No front para incomodar

Conectada aos movimentos mundiais e promovendo mudanças dentro da sua própria universidade, Ana Corrêa, de 23 anos, é um exemplo de ativista que se organiza em coletivo e transforma. Natural de Belo Horizonte, formada em Relações Públicas e ativista climática há cinco anos, é fundadora da Uniclima, iniciativa criada para promover a sustentabilidade dentro das Instituições de Ensino Superior, que atualmente conta com 30 membros focados em demandar ações climáticas das universidades. Também é membro do Youth Climate Leaders e da Climate Students Movement. “A gente vê líderes globais falando o tempo todo em combater a fome, a pobreza, mas onde está a ação climática dentro disso? A crise climática é a crise das crises, não só pela questão interseccional de gênero, raça e classe, mas porque ela impacta tudo. Impacta a nossa alimentação, nosso transporte e quem mais vai sofrer é quem menos contribui para esse problema”, conta a ativista.

O que motiva a Ana a continuar na luta ambiental é estar em coletivo e ver que as suas atitudes inspiram outras pessoas a agir. Ao longo de seus anos como ativista, ela já esteve em vários movimentos como a Anistia Internacional, Anonymous for the Voiceless, Mercy for Animals e Coalizão pelo Clima.

“Ver a participação de lideranças jovens e, principalmente, negras aqui no Brasil, me dá esperança por ver essa representatividade ganhar um lugar para falar e manifestar sua indignação com o que está sendo feito no planeta, e também por deixar os políticos, as pessoas em lugares de poder, os tomadores de decisão desconfortáveis”, diz Ana.

Ana Corrêa, de Belo Horizonte,  é fundadora da Uniclima, iniciativa criada para promover a sustentabilidade dentro das instituições de ensino superior. "A crise climática é a crise das crises"

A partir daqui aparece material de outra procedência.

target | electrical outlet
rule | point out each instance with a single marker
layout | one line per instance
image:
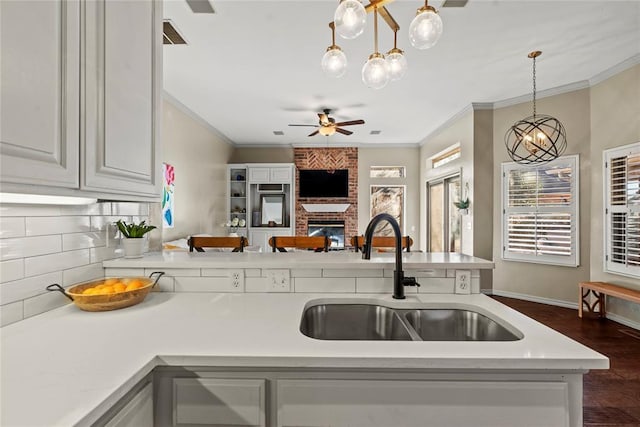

Ana Corrêa, de Belo Horizonte, é fundadora da Uniclima, iniciativa criada para promover a sustentabilidade dentro das instituições de ensino superior.

Militância pela educação ambiental

Interessado na geografia urbana, nos rios e no poder da educação não formal, Gabriel Noronha, de 28 anos, é aquele ativista que despertou curiosidade pelo seu entorno desde cedo, observando mapas. Formado em Geografia, foi como voluntário no Centro de Educação Ambiental – Programa de Recuperação e Desenvolvimento Ambiental da Bacia da Pampulha (CEA – Propam), em Belo Horizonte, que teve a oportunidade de sensibilizar outros jovens para a causa. “Eu acredito muito nessa educação que se expressa em placas, museus, espaços públicos, centros de educação ambiental, espaços comunitários, porque esses locais são espaços em que o estudante tem a oportunidade de aprender de um modo interdisciplinar, e isso é muito importante para a cidadania dele. No Propam, a gente levava os estudantes nas nascentes, nos parques, mostrava a Bacia Hidrográfica e até a estação de tratamento químico que tem antes da água chegar na Lagoa da Pampulha ”, diz o jovem.

Uma das contribuições do Gabriel para a bacia da Pampulha, na capital mineira, foi ajudar a catalogar 507 nascentes para o Projeto Catalogador de Nascentes da Bacia da Pampulha.

Do cartão postal da capital mineira, descemos pelo Rio das Velhas até chegar a Buenópolis, onde vive Tamires Nunes, de 24 anos, outra jovem que atua pelo meio ambiente. Socióloga e pós-graduanda em Recursos Hídricos e Ambientais, foi criada na zona rural do município até a adolescência. Para ela, suas raízes dizem muito sobre sua relação com a causa ambiental. “Esta temática está sempre presente em minhas vivências, desde a infância, e até na minha crença espiritualista. Eu acredito na força da natureza como um organismo vivo e integrado à humanidade. Em suma, é a minha filosofia de vida lutar pelo meio ambiente”, conta Tamires.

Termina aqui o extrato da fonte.